Get ahold of HR early
HR will help you plan wisely as you go through your divorce process and they may even help give you pointers on how to talk to your boss. They’ll guide you through things like tax information, health insurance, retirement, life and disability insurance.
Tell your boss the facts
You’d tell your boss about other life changing events like your parent, or child’s illness, and a divorce should be no different. When you have this conversation, share how your work might be impacted and remember to stick to the facts and keep your professionalism. By talking with your boss, your conversation will be confidential and now you can expect them to be empathetic and make reasonable accommodations for you. It’s important to communicate clearly and be proactive if you need to take time off for appointments, especially if your company culture is about the bottom line.
Talking to colleagues
Depending on your workplace situation, you should be selective about who you tell, and you might even want to create a “divorce free” zone at work by not telling any coworkers.
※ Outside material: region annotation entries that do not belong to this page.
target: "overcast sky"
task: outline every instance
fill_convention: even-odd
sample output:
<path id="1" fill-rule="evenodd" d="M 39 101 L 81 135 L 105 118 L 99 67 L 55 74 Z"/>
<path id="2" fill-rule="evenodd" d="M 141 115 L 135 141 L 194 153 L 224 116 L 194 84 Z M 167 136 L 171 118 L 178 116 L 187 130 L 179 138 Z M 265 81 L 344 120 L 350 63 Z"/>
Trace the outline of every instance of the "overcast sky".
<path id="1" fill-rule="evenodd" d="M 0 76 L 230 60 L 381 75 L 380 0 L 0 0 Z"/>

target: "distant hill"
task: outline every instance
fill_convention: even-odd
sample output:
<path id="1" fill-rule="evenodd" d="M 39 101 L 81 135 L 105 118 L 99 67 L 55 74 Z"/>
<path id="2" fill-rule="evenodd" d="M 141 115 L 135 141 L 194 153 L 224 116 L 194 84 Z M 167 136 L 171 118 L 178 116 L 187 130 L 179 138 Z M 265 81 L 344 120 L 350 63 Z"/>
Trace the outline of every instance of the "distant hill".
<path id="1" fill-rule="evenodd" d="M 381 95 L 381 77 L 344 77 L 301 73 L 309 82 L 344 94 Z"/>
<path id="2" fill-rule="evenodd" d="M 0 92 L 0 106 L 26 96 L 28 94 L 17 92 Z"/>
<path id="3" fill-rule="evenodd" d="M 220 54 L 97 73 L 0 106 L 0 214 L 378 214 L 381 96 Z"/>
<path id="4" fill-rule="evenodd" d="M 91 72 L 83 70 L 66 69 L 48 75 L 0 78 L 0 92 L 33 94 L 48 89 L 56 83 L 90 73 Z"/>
Consider whether your colleagues WANT to know and be mindful of what you share. Don’t distract your co-workers from doing their own job, and remember they aren’t your therapist so don’t share anything that could feel awkward in a future work relationship. It’s also a good idea to have a response ready to say if a colleague realizes that something seems off, like “I’m currently going through a rough time (or something personal) but I’ll be fine, and I really appreciate your concern.”
Avoid Making Sudden Moves
Your current work decisions may negatively impact you if your case goes to court so don’t try to deliberately minimize or maximize your income to reduce or increase alimony or child support payments. At work, don’t quit your job or turn down a promotion, and don’t cash out your retirement account or take large loans. Keep showing up to work and remember that right now, work is a really good thing in your life.
Focus on your Mental Health
Your mental health is so important right now and just trying to “push through” will likely lead to failure and you don’t want to jeopardize your job. Think about quick mood boosters you can implement at work like listening to music, taking a quick walk, or enjoying a cup of coffee or tea. Sleep is also really important during traumatic events and is necessary to function. Eliminate divorce related texts, tasks, emails and calls while at work, and just focus on your job because that can increase your sense of accomplishment and confidence.
Let work be your free haven from divorce. Think about the tips mentioned above when dealing with work and divorce, and remember not to take calls with attorneys during work. Your job can be a source of stability and distraction right now.